L'ère des 'Inocentes'
L'exposition 'Inocentes' révèle la vigueur de l'art underground, mêlant rébellion et collaboration artistique à New York.
Une voix qui transperce l’underground
Pour Jo “22” Frias, l’artiste et compositeur à l’origine de Red Expanse, le moment est venu pour l’underground artistique de faire surface. Avec sa déclaration retentissante, Frias a animé la récente exposition collective à New York. La question posée est essentielle : comment les moyens de survie deviennent-ils silencieux et quand l’action a-t-elle besoin de bruit ? Pour Inocentes, le moment est maintenant.

Des connexions globales
Créé en 2014 par Frias, Red Expanse sert de plateforme pour ses projets personnels. Avec le temps, c’est devenu un éditeur qui a su rassembler une communauté mondiale d’artistes partageant la même philosophie, frustrés par les limites de l’art commercial. L’exposition Inocentes, qui s’est tenue du 5 au 8 mars à Downtown Manhattan, a représenté un carrefour majeur pour le monde de l’édition indépendante et les artistes. Curatée par Frias, Pablo Jomaron (de Red Lebanese) et Javier Salmon (d’Alien Libros), elle a réuni 21 artistes internationaux, unis par une passion commune pour la résistance artistique et la liberté d’expression.
Innocence et révolte
Le thème de l’exposition, ‘Inocentes’, est souvent lié à la chasteté et à la vertu, mais ici, il s’accompagne de révolte et de friction. Parmi les œuvres, l’installation photographique de Kaila Ozuna montre des enfants jouant avec des soldats en jouet et une colombe blanche en vol. Daniel Derro présente “Baby wise”, une estampe délicate sur soie, tandis que “Los Quince” de Sthephany Pattano ranime des souvenirs chaleureux de la jeunesse.

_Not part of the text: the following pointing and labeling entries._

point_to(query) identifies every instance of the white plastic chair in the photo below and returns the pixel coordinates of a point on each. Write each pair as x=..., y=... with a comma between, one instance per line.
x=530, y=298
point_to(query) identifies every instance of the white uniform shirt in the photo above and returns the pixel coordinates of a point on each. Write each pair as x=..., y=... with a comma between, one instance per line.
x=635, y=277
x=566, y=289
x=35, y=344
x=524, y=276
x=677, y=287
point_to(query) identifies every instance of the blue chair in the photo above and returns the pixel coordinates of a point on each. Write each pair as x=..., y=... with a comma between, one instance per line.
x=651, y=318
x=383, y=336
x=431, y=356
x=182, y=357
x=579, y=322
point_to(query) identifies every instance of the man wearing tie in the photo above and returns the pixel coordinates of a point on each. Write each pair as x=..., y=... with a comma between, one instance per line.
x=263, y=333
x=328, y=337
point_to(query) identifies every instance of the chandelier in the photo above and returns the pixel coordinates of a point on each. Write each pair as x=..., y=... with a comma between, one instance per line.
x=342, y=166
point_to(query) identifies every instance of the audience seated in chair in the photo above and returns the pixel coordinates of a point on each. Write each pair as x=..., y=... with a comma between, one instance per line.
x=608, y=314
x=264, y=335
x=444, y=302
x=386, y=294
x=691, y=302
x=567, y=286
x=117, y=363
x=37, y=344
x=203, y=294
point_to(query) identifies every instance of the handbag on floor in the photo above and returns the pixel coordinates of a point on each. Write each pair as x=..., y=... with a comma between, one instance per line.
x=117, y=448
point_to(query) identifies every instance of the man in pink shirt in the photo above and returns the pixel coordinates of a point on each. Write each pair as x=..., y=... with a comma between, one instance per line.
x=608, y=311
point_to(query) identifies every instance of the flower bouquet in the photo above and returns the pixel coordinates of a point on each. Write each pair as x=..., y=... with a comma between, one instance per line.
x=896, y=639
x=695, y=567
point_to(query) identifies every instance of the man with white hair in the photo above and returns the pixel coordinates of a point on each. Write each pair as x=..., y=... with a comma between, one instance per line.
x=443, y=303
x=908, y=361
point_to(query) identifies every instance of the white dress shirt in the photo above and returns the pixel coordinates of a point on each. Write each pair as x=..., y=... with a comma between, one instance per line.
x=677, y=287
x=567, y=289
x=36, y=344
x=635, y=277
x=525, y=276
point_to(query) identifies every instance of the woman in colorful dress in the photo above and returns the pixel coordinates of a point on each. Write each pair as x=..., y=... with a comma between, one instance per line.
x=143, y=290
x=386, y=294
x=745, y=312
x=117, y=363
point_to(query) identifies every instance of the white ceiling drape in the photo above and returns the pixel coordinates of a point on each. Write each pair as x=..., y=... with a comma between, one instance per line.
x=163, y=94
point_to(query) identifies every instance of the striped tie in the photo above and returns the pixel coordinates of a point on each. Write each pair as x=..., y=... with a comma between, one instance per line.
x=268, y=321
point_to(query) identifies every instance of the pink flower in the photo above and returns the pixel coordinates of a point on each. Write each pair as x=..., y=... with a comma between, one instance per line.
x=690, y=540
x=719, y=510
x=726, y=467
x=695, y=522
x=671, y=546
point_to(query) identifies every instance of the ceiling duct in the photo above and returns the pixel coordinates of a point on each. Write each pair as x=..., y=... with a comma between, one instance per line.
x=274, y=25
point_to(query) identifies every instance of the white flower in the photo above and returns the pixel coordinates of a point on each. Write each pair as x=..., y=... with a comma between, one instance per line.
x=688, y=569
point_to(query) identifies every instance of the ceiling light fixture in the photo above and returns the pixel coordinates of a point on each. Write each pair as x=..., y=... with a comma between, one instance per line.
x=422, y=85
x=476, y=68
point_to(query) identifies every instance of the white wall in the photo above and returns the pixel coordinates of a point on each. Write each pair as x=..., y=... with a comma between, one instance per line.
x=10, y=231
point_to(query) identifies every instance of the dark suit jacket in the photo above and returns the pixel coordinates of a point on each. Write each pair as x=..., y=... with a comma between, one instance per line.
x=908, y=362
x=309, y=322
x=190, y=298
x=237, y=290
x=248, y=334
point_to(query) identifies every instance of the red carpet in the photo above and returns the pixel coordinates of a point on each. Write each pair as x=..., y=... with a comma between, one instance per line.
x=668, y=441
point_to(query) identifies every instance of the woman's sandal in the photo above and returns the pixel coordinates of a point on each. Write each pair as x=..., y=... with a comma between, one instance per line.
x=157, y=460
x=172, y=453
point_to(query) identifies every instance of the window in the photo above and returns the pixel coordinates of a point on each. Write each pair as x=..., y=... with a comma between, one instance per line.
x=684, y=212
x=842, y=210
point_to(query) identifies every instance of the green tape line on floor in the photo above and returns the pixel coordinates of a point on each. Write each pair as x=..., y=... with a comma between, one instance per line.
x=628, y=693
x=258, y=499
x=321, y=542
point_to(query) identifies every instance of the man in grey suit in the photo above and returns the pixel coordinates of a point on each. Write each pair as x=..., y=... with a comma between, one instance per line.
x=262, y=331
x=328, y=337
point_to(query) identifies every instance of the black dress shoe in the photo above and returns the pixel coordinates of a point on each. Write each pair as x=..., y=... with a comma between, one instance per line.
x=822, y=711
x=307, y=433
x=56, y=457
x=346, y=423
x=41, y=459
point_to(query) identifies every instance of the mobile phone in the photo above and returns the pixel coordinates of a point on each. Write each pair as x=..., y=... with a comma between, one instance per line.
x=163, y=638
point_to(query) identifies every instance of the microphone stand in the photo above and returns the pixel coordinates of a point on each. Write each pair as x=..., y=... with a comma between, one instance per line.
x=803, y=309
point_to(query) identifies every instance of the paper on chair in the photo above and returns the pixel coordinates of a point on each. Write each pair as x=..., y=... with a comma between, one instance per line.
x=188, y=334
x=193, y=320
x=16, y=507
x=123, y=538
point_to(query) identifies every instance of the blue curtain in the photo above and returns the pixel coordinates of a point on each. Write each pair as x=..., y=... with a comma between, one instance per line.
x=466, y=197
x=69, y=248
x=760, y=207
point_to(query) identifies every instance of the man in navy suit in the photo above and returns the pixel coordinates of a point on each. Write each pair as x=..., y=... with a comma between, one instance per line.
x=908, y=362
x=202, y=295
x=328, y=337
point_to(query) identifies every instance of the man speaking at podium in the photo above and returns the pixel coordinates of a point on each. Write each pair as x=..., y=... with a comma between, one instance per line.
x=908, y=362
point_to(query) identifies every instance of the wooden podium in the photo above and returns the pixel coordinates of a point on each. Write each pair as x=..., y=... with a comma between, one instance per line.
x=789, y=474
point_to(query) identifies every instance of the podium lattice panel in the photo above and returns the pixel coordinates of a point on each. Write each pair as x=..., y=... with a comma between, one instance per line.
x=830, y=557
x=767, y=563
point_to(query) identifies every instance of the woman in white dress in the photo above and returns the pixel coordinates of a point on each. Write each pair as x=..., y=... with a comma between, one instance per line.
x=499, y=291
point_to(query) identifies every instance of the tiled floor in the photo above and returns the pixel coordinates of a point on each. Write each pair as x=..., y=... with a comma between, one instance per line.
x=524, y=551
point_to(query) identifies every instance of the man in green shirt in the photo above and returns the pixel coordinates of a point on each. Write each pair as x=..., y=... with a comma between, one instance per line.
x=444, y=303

Ailleurs, la tonalité se fait plus sombre pour refléter un monde contemporain plus chaotique. Les sculptures de Joachim, trouées par des cordes, et les jeux de casino et de prison d’Estética del Crimen évoquent les systèmes de punition et récompense. “Katarsis” de Romeiro Cruz juxtapose des scènes de jeunesse dans des fragments qui se chevauchent.
L’indépendance selon Inocentes
Au cœur d’Inocentes, l’innocence n’implique pas la passivité, mais l’espoir de jours meilleurs. “L’indépendance n’est pas un rêve inatteignable”, affirme l’artiste Chems, soulignant que l’union des talents peut faire bouger des montagnes. Les organisateurs, Red Expanse, Red Lebanese et Alien Libros, basés à New York, Paris et Mexico, partagent cette philosophie en organisant des œuvres et expositions audacieuses.
Une rupture avec le statu quo
Joseph Cochran II, chercheur et participant à l’exposition, résume la démarche avec le concept de “verre architecture” de Byun Chul Han : le souterrain ajoute de la texture par le risque. “Nous ne pouvons plus rester discrets”, clame-t-il. Yasmina Hashemi, une autre artiste de l’exposition, précise : “[L’exposition] rejette la sécurité de connaître son public et crée quelque chose qui répond d’abord à ceux qui en font partie. Cela rétablit une condition pour que la culture puisse exister à nouveau.”
Unis par la foi, non par la peur
Inocentes, soutenu par Carhartt WIP, n’est pas une exposition qui cherche à adoucir les tensions, mais à raconter les histoires de l’amour et de la perte, et la responsabilité qui en découle. Une nouvelle exposition de cinq artistes à Mexico est déjà en préparation, assurant que cet élan de rébellion artistique continuera à marquer les esprits.